À première vue, les Devils du New Jersey avaient en main une combinaison prometteuse à partir de 2023: deux centres uniques, Nico Hischier et Jack Hughes, choisis respectivement au premier et premier rang au repêchage. Leur reconstruction semblait être en voie d’aboutir après une saison de 112 points.
Mais aujourd’hui, tout est flou, tout est fragile, tout est incertain. Et pendant que les partisans du New Jersey se grattent la tête et que les critiques s’enfoncent toujours plus profondément dans l’analyse des décisions de leur directeur général Tom Fitzgerald, un nom revient avec insistance en coulisses : Marc Bergevin.
Parce qu’on le sait, et on ne le dira jamais assez : la force de Bergevin, ce sont les transactions, pas les phases de repêchage, pas forcément la construction méthodique d’un noyau jeune sur plusieurs années.
Et au New Jersey, justement, c’est bien la méthode Fitzgerald et ses erreurs répétées qui a mis l’organisation dans ce qu’on pourrait appeler un cul‑de‑sac stratégique.
Regardons les faits avec honnêteté.
1. L’illusion de la progression
Fin 2023, après une campagne de 112 points, on pensait que les Devils avaient atteint une nouvelle étape. Mais en 2025, ils se retrouvent 13e dans l’est, à six points d’une place en séries, après une participation bizarroïde la saison précédente malgré une 16e place au classement général.
Comment évaluer cette équipe ? On peine à le faire parce que, malgré d’excellents jeunes (Hischier, Hughes, Simon Nemec, Luke Hughes), l’équipe stagne ou régresse.
2. Les erreurs de Fitzgerald qui coûtent cher
Mackenzie Blackwood vendu à rabais.
Fitzgerald a échangé Blackwood, un gardien prometteur, aux Sharks de San Jose pour un choix de sixième tour. Blackwood s’est révélé au Colorado comme un des bons gardiens de la LNH. Ce qui était un moyen d’alléger le filet s’est transformé en perte pure pour un gain dérisoire.
3. Jakob Markström : mauvais investissement
Le DG des Devils a donné un choix de premier tour et Kevin Bahl en retour de Markström en 2024, puis signé le gardien de 34 ans pour 2 ans à 6 M$ par saison.
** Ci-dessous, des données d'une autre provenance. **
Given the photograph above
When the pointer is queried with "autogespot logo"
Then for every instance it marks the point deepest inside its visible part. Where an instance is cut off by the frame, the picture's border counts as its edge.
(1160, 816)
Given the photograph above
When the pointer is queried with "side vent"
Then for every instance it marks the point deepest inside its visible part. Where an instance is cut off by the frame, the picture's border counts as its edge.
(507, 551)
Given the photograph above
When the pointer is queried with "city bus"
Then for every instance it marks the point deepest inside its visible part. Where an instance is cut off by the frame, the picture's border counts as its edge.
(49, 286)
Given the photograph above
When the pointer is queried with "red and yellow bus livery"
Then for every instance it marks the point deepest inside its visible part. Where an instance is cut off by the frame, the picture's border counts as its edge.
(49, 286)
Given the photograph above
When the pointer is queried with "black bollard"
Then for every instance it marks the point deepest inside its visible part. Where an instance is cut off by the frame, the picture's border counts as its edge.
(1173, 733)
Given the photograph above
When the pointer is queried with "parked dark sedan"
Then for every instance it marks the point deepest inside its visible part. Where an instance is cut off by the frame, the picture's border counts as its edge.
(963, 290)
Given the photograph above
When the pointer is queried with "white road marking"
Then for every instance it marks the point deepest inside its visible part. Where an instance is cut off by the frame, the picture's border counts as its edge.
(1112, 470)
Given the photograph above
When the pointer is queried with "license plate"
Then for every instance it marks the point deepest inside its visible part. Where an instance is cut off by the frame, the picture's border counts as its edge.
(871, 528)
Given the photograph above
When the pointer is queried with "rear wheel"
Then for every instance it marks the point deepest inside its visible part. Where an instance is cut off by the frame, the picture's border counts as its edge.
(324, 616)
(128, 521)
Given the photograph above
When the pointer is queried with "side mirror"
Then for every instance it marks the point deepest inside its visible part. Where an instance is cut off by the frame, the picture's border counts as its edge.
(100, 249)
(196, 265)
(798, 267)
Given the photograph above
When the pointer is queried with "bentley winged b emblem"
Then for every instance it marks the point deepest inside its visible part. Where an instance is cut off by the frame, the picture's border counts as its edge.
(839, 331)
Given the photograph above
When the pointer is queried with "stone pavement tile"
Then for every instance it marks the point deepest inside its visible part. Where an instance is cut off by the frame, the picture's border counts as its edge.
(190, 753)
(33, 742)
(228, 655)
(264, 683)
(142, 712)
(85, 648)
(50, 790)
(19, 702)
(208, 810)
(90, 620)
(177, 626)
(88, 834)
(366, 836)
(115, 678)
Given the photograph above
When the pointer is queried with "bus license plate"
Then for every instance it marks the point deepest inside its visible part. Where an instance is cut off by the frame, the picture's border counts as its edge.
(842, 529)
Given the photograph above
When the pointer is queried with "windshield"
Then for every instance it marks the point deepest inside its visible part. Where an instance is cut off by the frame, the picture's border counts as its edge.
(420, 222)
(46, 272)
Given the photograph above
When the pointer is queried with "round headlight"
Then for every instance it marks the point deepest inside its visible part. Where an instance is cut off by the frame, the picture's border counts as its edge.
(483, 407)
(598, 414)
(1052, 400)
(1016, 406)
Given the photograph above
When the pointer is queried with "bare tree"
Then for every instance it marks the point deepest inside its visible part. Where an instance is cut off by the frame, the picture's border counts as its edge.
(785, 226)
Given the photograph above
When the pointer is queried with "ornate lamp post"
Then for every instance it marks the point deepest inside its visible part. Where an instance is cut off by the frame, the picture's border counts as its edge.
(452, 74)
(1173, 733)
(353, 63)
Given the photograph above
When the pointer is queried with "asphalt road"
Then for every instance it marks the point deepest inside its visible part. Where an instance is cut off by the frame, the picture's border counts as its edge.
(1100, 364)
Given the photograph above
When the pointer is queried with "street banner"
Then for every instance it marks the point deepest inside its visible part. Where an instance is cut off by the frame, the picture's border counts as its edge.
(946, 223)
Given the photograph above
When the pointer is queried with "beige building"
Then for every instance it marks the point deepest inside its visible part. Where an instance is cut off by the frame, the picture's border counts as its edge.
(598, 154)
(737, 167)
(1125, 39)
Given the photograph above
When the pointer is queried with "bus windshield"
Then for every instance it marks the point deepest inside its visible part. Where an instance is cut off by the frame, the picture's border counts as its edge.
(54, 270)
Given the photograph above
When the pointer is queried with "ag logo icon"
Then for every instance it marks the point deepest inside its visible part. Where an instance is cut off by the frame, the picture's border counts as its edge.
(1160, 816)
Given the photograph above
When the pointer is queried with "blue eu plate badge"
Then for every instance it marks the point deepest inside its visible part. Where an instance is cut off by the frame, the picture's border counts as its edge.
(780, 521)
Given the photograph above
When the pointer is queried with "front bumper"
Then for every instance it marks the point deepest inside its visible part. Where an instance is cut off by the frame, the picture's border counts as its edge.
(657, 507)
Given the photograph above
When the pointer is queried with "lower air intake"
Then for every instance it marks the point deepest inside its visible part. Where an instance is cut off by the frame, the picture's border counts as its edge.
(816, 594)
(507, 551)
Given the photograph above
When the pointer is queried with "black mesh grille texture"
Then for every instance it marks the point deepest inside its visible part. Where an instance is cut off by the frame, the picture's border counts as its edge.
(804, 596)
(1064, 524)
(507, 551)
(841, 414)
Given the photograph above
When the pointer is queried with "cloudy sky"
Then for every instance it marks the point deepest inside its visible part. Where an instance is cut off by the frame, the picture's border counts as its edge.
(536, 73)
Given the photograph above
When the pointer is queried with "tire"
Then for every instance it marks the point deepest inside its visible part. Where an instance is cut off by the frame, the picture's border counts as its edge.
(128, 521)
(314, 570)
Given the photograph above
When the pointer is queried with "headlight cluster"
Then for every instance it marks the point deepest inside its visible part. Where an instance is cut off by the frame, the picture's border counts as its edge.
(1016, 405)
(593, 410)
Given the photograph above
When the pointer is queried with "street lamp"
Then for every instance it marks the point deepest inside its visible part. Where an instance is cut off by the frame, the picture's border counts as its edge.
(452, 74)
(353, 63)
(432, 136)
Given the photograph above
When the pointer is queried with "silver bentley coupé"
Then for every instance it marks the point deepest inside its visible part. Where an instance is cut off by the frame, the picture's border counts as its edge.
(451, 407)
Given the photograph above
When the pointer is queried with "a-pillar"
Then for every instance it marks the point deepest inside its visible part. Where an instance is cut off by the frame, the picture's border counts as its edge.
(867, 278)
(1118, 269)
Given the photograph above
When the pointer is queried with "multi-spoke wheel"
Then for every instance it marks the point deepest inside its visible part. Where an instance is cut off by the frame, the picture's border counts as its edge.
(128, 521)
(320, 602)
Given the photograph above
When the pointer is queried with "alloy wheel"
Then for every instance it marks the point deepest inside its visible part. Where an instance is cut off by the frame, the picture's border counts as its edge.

Sauf que le Markström de New Jersey a été atroce, loin de justifier un tel coût et une telle dépense d’actifs.
4. Attaque sans étincelles
Pour accompagner Hischier et Hughes, Fitzgerald a :
Échangé Pavel Zacha pour Erik Haula, qui a fini échangé à Nashville après trois saisons de misère. (Zacha est devenu le premier centre des Bruins);.
Signé Tomas Tatar (4,5 M$ par an entre 2021 et 2023): horrible.
Signé Ondrej Palat (5 M$ par an en 2022): une catastrophe totlale.
Échangé un choix de premier et un de deuxième tour + Shakir Mukhamadullin pour Timo Meier, un joueur moyen et surpayé *8,8 M$ jusqu’en 2029).
Le total ? Des contrats lourds et peu de résultats qui suivent sur la glace.
5. Défense atroce.
John Marino, échangé contre Ty Smith en 2022, a ensuite échangé vers l’Utah, alors que Kovacevic, l'ancien plombier du CH, a reçu un contrat de 5 ans à 4 M$, sans qu’on comprenne pourquoi.
Ce n’est pas un hasard si l’équipe s'effondre. Il ne manque pas de talent pur. Il manque de vision cohérente, de plan directeur clair et de leadership d’exécution.
Pourquoi le nom de Marc Bergevin revient à New Jersey?
1. Une réputation de deal‑maker
Bergevin est connu pour ses transactions (bonnes, mauvaises, audacieuses, surprenantes), mais rarement ennuyeuses. Dans un marché comme New Jersey, où les transactions clés ont souvent été des erreurs, un expert des transactions attire l’attention.
Même si son passage à Montréal a été jugé sévèrement par plusieurs fans, surtout à cause de son silence médiatique prolongé et de certaines signatures contestées horribles, personne ne peut nier qu’il a fait des coups marquants (Suzuki + Tatar + choix de 2e ronde pour Pacioretty).
2. La reconstruction vs. la réparation
Les Devils ne doivent pas seulement repêcher bien, ils doivent réparer ce qui a été mal fait. Et c’est là que les noms comme Bergevin commencent à circuler :
Un dirigeant capable de réparer l’utilisation d’actifs ;
Un opérateur qui sait stabiliser une équipe ;
Un homme qui peut restructurer un noyau sans tout démolir.
New Jersey, aujourd’hui, est bloqué entre deux mondes :
Trop de talent pour être vendeur.
Pas assez de cohésion pour être compétitif.
Et Fitzgerald n’a jamais su franchir le pas.
3. Le contraste avec Montréal
Dans le même laps de temps où Fitzgerald est attaqué pour son manque de résultats, Bergevin, malgré ses relations difficiles avec les médias québécois et sa longue période de silence après Montréal, est perçu par certains dirigeants de la LNH comme un bon conseiller, pas seulement pour ses transactions, mais aussi pour son œil d’évaluateur.
Le nom de Bergy circule de plus en plus chez les Devils. Certains jurent même qu'il sera nommé cet été, après le congédiement de Fitzgerald.
À suivre...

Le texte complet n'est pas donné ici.